Notfallschutz vor Erblindung Klebstoff verschließt verletzten Augapfel
08.12.2017, 09:22 Uhr
Forscher haben ein Gel zur Behandlung von Augenverletzungen entwickelt.
(Foto: N. Bayat et al., Science Translational Medicine (2017))
Bei einer Augenverletzung droht eine Netzhautablösung und in der Folge die Erblindung. Wichtig ist, das Loch im Augapfel schnell zu schließen. Ein neu entwickelter Klebstoff könnte hilfreich sein. Wie funktioniert er?
Eine neue Art Klebstoff für verletzte Augen haben Wissenschaftler der University of Southern California in Los Angeles (Kalifornien, USA) entwickelt. Das Mittel soll kurzfristig Löcher im Augapfel verschließen und kann mit kaltem Wasser wieder ausgewaschen werden, bevor ein Augenspezialist die Wunde später vernäht. Der Klebstoff soll das starke Absinken des Augeninnendrucks verhindern, das zur Netzhautablösung und damit zur Erblindung führen kann.
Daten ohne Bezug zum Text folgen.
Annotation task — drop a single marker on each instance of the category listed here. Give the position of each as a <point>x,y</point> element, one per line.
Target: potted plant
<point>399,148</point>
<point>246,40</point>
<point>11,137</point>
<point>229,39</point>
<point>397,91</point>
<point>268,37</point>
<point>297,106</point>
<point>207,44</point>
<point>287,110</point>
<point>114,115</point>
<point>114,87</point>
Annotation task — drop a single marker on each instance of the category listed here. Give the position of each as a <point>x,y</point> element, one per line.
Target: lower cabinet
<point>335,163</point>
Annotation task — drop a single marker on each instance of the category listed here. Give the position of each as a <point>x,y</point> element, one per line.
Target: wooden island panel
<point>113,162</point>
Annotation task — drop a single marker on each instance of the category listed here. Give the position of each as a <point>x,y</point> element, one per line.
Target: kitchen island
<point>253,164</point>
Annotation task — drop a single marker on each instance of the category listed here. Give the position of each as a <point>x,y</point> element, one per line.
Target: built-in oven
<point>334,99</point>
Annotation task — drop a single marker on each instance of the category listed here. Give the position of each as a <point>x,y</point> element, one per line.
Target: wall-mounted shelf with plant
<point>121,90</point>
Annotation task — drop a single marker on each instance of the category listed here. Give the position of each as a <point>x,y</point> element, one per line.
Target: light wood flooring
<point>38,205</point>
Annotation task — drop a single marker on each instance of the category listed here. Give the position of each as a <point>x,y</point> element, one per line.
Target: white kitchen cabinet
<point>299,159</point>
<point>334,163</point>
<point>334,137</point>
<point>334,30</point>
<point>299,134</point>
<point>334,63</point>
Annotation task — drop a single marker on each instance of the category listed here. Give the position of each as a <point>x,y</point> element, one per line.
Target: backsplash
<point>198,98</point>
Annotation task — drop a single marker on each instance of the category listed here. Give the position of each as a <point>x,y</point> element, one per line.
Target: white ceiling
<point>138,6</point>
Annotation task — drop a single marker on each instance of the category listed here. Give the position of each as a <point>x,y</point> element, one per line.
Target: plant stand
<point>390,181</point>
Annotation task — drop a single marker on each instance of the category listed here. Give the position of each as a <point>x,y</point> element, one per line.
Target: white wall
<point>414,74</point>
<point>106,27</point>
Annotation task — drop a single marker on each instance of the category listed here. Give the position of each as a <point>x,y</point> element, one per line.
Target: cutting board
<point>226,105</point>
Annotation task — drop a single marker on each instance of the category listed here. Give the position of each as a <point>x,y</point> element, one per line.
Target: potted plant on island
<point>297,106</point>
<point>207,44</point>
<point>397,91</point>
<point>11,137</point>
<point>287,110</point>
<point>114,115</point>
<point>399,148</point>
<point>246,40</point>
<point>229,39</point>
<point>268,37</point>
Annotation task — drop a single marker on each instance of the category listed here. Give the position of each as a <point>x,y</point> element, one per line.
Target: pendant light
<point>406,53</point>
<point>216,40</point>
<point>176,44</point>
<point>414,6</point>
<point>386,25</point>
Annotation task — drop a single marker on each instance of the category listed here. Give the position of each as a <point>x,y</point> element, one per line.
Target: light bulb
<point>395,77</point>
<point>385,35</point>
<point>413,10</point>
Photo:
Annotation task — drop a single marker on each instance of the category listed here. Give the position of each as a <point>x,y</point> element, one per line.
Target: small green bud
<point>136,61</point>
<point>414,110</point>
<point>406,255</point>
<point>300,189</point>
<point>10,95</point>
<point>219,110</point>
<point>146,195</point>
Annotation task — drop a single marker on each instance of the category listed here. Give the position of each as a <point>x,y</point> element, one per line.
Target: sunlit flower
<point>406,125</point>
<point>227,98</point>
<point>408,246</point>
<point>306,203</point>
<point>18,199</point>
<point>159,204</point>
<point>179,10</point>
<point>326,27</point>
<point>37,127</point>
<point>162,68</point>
Die Gruppe um Mark Humayun stellt ihre Forschungsergebnisse in der Fachzeitschrift "Science Translational Medicine" vor.

Der Augenkleber wird mit einer Art Spritze ohne Nadel aufgetragen. (klicken für Gesamtansicht)
(Foto: N. Bayat et al., Science Translational Medicine (2017))
Gedacht ist das Mittel vor allem für Fälle, in denen es mehrere Augenverletzungen auf einmal gibt, etwa bei Soldaten nach Kampfhandlungen oder nach Bombenanschlägen. So hätten 13 Prozent der Verletzten nach dem Anschlag auf den Boston-Marathon Augenverletzungen gehabt, schreiben die Forscher. "Es könnte auch in Notaufnahmen in ländlichen Gebieten nützlich sein, wo es kein Augenzentrum mit entsprechenden Fähigkeiten in der Nähe gibt", wird Ko-Autor John Whalen in einer Mitteilung seiner Universität zitiert.
Humayun, Whalen und Kollegen gingen von einer Substanz namens Poly(N-Isopropylacrylamid), kurz PNIPAM, aus. Dabei handelt es sich um ein biologisch verträgliches Hydrogel, das unterhalb von 32 Grad flüssig ist. Bei anderen Anwendungen reicht die Körperwärme, um es von einem kühlen, flüssigen Zustand in einen gelartigen, festen Zustand zu überführen. Da Augen aber nur eine Temperatur von etwa 32 Grad Celsius haben, versuchten die Forscher, die Geliertemperatur zu verringern. Durch das Hinzufügen einer kleinen Menge Butylacrylat konnten sie die Temperatur auf 16 Grad Celsius absenken.
Hydrogel kann ohne Rückstände wieder entfernt werden
Die Wissenschaftler entwickelten auch ein Gerät, mit dem der Augenkleber aufgetragen werden kann. Es ist eine Art Spritze, aber ohne Nadel und mit einer außen liegenden Kühlkammer, um das Mittel vor dem Auftragen flüssig zu halten. Bei Versuchen an Kaninchenaugen konnte das Hydrogel die Wunde im Augapfel verschließen und den Augeninnendruck bei etwa 90 Prozent des unteren normalen Drucks stabilisieren. Indem es durch kaltes Wasser wieder flüssig gemacht wird, kann das Hydrogel nach Angaben der Forscher ohne Rückstände wieder aus dem Auge entfernt werden.
In einem weiteren Versuch zeigten Humayun und Kollegen, dass das Hydrogel nicht zu Entzündungen führt, selbst wenn es einen Monat lang im Auge bleibt. Auch sollten 53 Mediziner die Anwendung des Mittels mit der speziellen Spritze testen: 43 Prozent schafften es im ersten Versuch, die übrigen im zweiten. Laut der Universitätsmitteilung hoffen die Forscher, 2019 mit klinischen Sicherheitstests bei Menschen zu beginnen.
Peter Szurman von der Augenklinik Sulzbach nennt die Studie "methodisch gut und kompetent gemacht". Allerdings seien ähnliche Klebstoffe bereits seit 15 Jahren im Einsatz. Als kritisch sieht er an, dass der acrylhaltige Kleber beim neuen Verfahren ins Augeninnere gelangt; hier wünscht er sich eine vertiefte Forschung, ob es dabei nicht zum Absterben von Zellen kommt. In einem spezialisierten Augenzentrum müssten etwa 30 Fälle von Löchern im Augapfel pro Jahr behandelt werden, in denen ein entsprechender Kleber zum Einsatz kommen könnte. "Wenn ein solches Mittel gut funktioniert, wäre es sehr willkommen."